The rest of the game will basically be spawning story events and fighting enemies, both random encounters and scripted story fights.  When combat starts, you get access to the unique battle system that makes me at a loss to define this game as a specific genre.  Enemies are set on the field already, so you can avoid them if you don’t want to fight them.  You can also sneak up on them to initiate a pre-emptive strike.  The nice thing is that the battle starts in real-time.  You don’t have to go to another screen for the stage.

In combat you have free roam to run around the area and several skills equipped that can be used for attacks and support.  Using up one of these skills will disable it while it recharges.  This requires you to switch to other skills while you try to move around and avoid enemy attacks.  (Avoiding isn’t as easy as other RPGs since there’s no dodge button)  Since there is a recharge time, you will likely find many situations where you’ve used all your skills and are just running around, waiting for them to recharge so you can attack again.

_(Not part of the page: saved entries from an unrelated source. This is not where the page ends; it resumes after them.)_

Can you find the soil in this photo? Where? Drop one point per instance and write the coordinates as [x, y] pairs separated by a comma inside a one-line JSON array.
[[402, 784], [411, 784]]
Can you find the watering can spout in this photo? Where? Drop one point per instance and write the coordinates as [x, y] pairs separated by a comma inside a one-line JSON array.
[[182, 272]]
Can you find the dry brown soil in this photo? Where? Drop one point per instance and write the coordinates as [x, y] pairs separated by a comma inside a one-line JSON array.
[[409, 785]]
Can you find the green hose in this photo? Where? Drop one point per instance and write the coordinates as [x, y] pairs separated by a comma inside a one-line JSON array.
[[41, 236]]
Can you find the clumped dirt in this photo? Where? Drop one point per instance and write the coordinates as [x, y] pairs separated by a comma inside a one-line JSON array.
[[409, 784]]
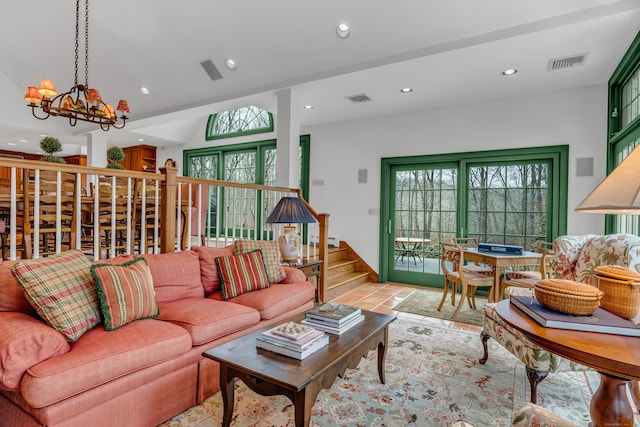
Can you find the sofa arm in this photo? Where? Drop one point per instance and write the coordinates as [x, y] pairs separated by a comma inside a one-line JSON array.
[[293, 275], [24, 342]]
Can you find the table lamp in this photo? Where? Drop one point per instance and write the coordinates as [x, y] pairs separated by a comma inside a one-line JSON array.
[[290, 210]]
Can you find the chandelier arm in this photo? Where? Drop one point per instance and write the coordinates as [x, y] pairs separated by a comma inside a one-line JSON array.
[[33, 111]]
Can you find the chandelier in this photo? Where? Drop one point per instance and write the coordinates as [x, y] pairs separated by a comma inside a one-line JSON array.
[[80, 102]]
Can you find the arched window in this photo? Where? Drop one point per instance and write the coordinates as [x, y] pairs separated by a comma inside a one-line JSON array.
[[241, 121]]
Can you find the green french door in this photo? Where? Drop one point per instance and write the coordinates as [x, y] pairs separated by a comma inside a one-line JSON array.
[[425, 212], [515, 197]]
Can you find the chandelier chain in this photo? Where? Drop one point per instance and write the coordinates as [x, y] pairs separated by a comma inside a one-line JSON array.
[[86, 44], [80, 102], [77, 36]]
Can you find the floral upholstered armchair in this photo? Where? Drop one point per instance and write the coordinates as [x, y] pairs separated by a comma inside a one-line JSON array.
[[576, 258]]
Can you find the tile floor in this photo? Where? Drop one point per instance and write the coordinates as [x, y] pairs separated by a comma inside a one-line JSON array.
[[382, 297]]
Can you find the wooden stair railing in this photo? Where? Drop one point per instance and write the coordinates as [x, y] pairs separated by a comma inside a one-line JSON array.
[[170, 207]]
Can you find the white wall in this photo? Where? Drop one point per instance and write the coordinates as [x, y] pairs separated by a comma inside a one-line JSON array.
[[576, 118]]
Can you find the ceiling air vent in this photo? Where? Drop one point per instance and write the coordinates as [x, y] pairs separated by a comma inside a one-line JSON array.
[[567, 62], [211, 70], [358, 98]]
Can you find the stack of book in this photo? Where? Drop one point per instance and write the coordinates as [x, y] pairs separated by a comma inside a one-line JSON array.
[[333, 318], [600, 321], [293, 340]]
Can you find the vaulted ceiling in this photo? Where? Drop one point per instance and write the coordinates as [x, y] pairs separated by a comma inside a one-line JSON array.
[[448, 52]]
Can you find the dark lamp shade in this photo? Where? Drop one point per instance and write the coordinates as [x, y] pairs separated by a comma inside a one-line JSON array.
[[619, 193], [290, 210]]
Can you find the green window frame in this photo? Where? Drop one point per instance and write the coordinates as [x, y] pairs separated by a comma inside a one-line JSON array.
[[242, 121], [554, 158], [214, 163], [623, 125]]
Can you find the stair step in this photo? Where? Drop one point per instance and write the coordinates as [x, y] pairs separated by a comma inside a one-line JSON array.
[[335, 255], [343, 266]]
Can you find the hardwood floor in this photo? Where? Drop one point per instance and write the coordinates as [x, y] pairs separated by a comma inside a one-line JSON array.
[[382, 297]]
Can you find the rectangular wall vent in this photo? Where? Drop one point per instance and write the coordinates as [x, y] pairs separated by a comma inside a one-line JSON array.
[[358, 98], [567, 62], [211, 70]]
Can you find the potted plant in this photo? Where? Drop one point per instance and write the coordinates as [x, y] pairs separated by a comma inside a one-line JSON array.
[[50, 146], [115, 155]]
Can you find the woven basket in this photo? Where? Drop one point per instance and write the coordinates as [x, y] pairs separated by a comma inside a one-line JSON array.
[[567, 296], [621, 288]]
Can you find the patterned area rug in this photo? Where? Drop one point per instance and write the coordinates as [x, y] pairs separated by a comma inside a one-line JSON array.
[[425, 303], [433, 379]]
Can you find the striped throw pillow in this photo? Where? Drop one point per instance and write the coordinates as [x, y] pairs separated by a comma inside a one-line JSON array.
[[240, 274], [62, 291], [270, 254], [126, 292]]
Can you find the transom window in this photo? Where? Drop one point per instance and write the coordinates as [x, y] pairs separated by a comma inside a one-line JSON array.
[[624, 125], [237, 122]]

There are special skills you can use every so often as well.  Chain Attacks are one of these attacks, letting time stop and each party member initiate one skill while the enemy is helpless to evade.  The other kind of the Monado skills, which are essential for specific boss fights.  Many bosses require you to attack them enough to stagger them and then again to take them to a disabled state.  Before that you can barely do any damage to them.  This is very similar to staggering enemies in Final Fantasy XIII.  Some of these bosses can only be staggered by being hit by the Monado, which brings quite a bit of strategy to the table.

Xeno Game 3

After battle, you have experience to level up and increase your stats.  With this, you also have skills and arts you can learn.  Skills are passive skills like increasing stats, starting battle with buffs, etc.  Each person has a skill tree and you can equip one and they’ll work towards each skill as you fight.  Arts, however, are learned via story events.  Enhancing these is a matter of getting points as you fight and dividing the points to leveling up each art.

This continues for the majority of the game, while other effects will also add themselves later on, as the Monado grows.  These can be useful, like seeing enemy attacks before they happen so you can avoid them.  Over the course of the game, you will also spend quite a bit of time.  We’re looking at 30-40 hours, at least.  So, it’s a pretty long trek for a handheld RPG.

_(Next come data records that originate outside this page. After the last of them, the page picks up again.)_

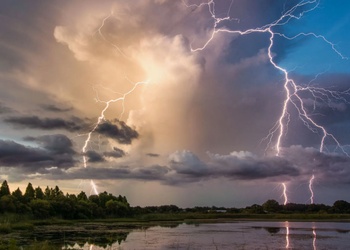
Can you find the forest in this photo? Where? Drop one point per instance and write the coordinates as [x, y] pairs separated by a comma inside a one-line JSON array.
[[53, 203]]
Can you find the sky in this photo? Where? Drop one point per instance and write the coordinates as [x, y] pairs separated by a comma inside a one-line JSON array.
[[185, 102]]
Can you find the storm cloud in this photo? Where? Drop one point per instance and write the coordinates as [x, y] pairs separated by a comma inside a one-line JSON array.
[[53, 151], [118, 131], [35, 122]]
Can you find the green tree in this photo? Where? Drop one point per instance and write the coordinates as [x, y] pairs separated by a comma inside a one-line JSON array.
[[56, 192], [4, 189], [7, 204], [40, 208], [117, 208]]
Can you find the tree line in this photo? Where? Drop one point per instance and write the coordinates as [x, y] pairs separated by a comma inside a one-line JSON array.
[[52, 202]]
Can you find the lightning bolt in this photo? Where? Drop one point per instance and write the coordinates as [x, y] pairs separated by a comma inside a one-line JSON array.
[[314, 238], [287, 235], [293, 90], [107, 104], [285, 193], [311, 189]]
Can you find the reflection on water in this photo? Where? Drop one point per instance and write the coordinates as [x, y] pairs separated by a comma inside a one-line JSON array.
[[287, 234], [232, 235]]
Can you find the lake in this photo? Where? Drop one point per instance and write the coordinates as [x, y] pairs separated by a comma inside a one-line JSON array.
[[229, 235]]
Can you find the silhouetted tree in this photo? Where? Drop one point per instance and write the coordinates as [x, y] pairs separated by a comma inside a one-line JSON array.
[[4, 189]]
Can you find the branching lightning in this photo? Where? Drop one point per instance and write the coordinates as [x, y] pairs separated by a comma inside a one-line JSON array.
[[293, 91], [311, 189], [287, 234], [314, 238], [107, 104], [285, 196]]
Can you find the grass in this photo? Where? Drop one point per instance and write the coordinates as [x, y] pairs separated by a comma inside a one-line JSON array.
[[12, 245]]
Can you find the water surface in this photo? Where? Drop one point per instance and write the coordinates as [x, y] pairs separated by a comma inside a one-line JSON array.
[[237, 235]]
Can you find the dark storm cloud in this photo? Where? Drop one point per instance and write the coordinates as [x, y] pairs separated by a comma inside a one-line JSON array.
[[299, 164], [54, 151], [93, 156], [152, 155], [151, 173], [329, 168], [15, 154], [57, 143], [54, 108], [118, 131], [116, 153], [36, 122], [4, 109]]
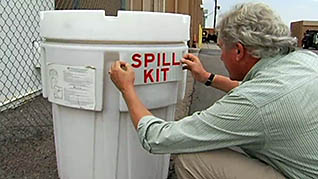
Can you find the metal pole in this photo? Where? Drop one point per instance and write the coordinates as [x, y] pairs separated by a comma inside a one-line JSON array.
[[215, 9], [76, 4]]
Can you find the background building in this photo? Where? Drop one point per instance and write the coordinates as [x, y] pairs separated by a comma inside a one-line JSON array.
[[299, 28]]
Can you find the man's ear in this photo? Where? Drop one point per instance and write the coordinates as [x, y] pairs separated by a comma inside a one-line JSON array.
[[240, 51]]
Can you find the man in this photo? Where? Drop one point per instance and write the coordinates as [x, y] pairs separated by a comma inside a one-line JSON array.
[[272, 114]]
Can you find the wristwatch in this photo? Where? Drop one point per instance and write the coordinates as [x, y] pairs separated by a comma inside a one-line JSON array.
[[210, 79]]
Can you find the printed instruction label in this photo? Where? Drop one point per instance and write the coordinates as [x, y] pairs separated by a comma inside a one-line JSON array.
[[72, 86]]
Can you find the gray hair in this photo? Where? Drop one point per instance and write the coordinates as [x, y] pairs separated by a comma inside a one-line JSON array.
[[258, 28]]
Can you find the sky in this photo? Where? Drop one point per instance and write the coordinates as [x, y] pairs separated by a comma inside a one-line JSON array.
[[289, 10]]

The controls in this game are plentiful.  There are features for every button, including every new button included on the New 3DS.  Both Z buttons and the C Stick are used.  ZL is used to swap menus on the touch screen and ZR brings up the full map.  Finally, the C Stick is used to move the camera.

Moving around is done with the Circle Pad and the D-Pad is used for navigating both the customization and battle menus.  The L and R triggers will let you lock onto a nearby enemy and open the menu that allows you to initiate combat.  Then the face buttons.  A and B are used in menus, but B is also used for quick-time events in combat.  X and Y and used for other features, like pulling up menus while roaming the field.

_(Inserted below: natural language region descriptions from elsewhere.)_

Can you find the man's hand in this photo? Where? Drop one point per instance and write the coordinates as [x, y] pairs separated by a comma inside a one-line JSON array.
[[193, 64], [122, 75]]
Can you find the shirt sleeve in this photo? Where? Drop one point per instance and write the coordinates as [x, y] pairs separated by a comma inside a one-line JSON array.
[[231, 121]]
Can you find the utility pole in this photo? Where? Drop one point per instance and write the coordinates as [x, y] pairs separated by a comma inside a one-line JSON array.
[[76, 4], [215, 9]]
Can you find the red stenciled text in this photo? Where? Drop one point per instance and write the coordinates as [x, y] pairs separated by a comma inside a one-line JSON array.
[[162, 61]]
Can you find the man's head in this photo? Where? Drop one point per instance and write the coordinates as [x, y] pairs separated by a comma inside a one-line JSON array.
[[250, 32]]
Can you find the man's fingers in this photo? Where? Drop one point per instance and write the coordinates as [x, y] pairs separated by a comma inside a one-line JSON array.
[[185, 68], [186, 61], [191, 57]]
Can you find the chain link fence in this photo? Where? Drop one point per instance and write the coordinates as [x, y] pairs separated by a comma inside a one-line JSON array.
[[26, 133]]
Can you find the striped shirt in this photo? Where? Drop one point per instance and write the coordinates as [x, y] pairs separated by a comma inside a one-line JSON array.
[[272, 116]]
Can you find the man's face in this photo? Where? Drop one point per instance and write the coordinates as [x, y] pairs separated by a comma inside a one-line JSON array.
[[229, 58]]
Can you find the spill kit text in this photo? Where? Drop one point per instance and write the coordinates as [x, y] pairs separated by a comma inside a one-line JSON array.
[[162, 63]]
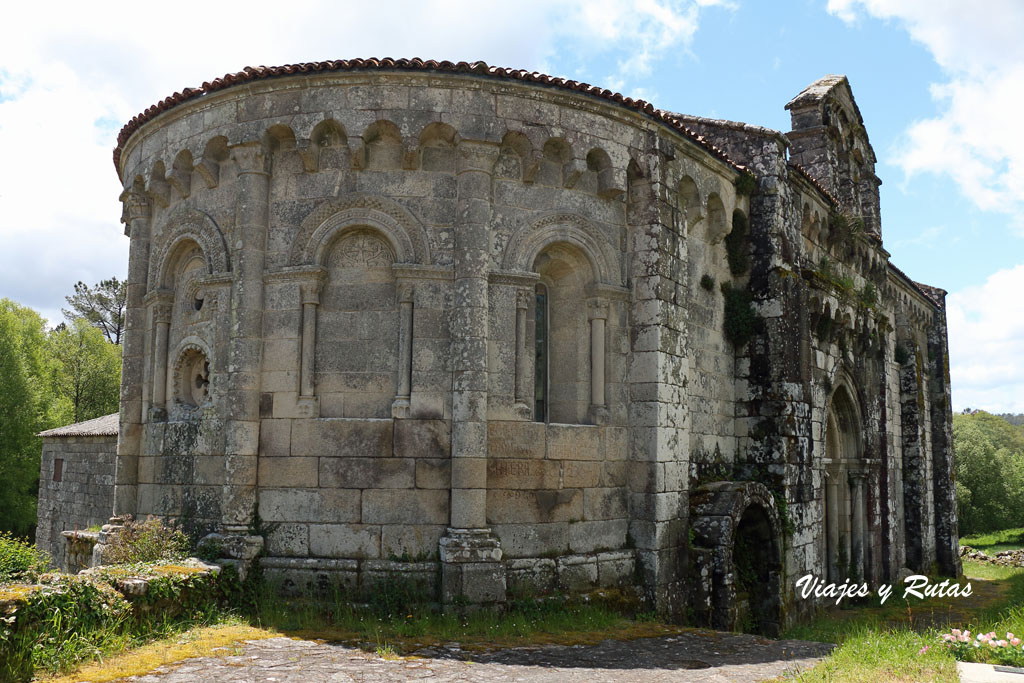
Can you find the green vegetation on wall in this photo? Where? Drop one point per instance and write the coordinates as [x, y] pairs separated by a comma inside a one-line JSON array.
[[737, 245], [740, 321]]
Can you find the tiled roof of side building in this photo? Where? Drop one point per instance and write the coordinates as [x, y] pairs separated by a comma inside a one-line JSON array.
[[250, 74], [104, 426]]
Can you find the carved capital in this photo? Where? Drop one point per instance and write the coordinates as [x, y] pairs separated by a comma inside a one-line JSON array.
[[597, 308], [857, 477], [251, 159], [310, 291], [162, 312], [406, 292], [475, 156], [134, 206]]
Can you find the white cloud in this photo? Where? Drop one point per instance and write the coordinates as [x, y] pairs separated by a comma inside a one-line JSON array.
[[986, 343], [974, 138], [72, 73]]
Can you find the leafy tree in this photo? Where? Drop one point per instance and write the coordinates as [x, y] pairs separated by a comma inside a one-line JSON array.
[[25, 410], [85, 372], [989, 472], [101, 305]]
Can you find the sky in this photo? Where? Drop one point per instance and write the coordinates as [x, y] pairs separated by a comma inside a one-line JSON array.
[[936, 82]]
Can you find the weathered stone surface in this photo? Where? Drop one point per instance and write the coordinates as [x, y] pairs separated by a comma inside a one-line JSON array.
[[410, 299]]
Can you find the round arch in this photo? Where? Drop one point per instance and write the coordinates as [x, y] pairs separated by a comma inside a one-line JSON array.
[[334, 217], [738, 523], [189, 225], [525, 245]]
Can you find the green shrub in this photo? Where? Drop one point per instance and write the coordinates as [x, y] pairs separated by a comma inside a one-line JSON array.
[[20, 560], [745, 183], [68, 620], [148, 541], [737, 245], [740, 321], [57, 625]]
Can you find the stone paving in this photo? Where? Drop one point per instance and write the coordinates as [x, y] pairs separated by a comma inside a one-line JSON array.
[[701, 657]]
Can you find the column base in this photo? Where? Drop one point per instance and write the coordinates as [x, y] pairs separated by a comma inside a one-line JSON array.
[[400, 408], [598, 415], [472, 571], [232, 549]]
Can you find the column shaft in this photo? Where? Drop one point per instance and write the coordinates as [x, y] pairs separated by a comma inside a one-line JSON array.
[[162, 316], [469, 400], [597, 361], [245, 347], [832, 521], [858, 554], [400, 408], [521, 354], [136, 216], [308, 347]]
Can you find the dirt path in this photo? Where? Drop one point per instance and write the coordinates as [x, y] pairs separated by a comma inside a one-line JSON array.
[[701, 656]]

All in all, it’s a good control scheme, and the first to “officially” begin the twin-stick feel with the C Stick as a camera control.  (Although many previous titles have utilized this, like Kingdom Hearts 3D and Resident Evil: Revelations).


Xeno Pres

Visually, the game doesn’t look bad, but I won’t say that it looks fantastic, either.  It’s a huge game, so visual downgrade was pretty much a given.  I would put the visual level of Xenoblade 3D around mid-tier PSP graphics.  There’s also a bit of blur on the character portraits.  Whether that is because my unit is an XL or not, I’m not sure.  There’s some detail, but honestly, I was expecting it to look better than it does.

The actual game engine runs quite well.  The physics engine is nice, for you can see hair and weapons falling and swaying back and forth as you run.  So there’s kudos for that, and the game runs pretty well.  There are some slight frame drops from time to time, but negligible.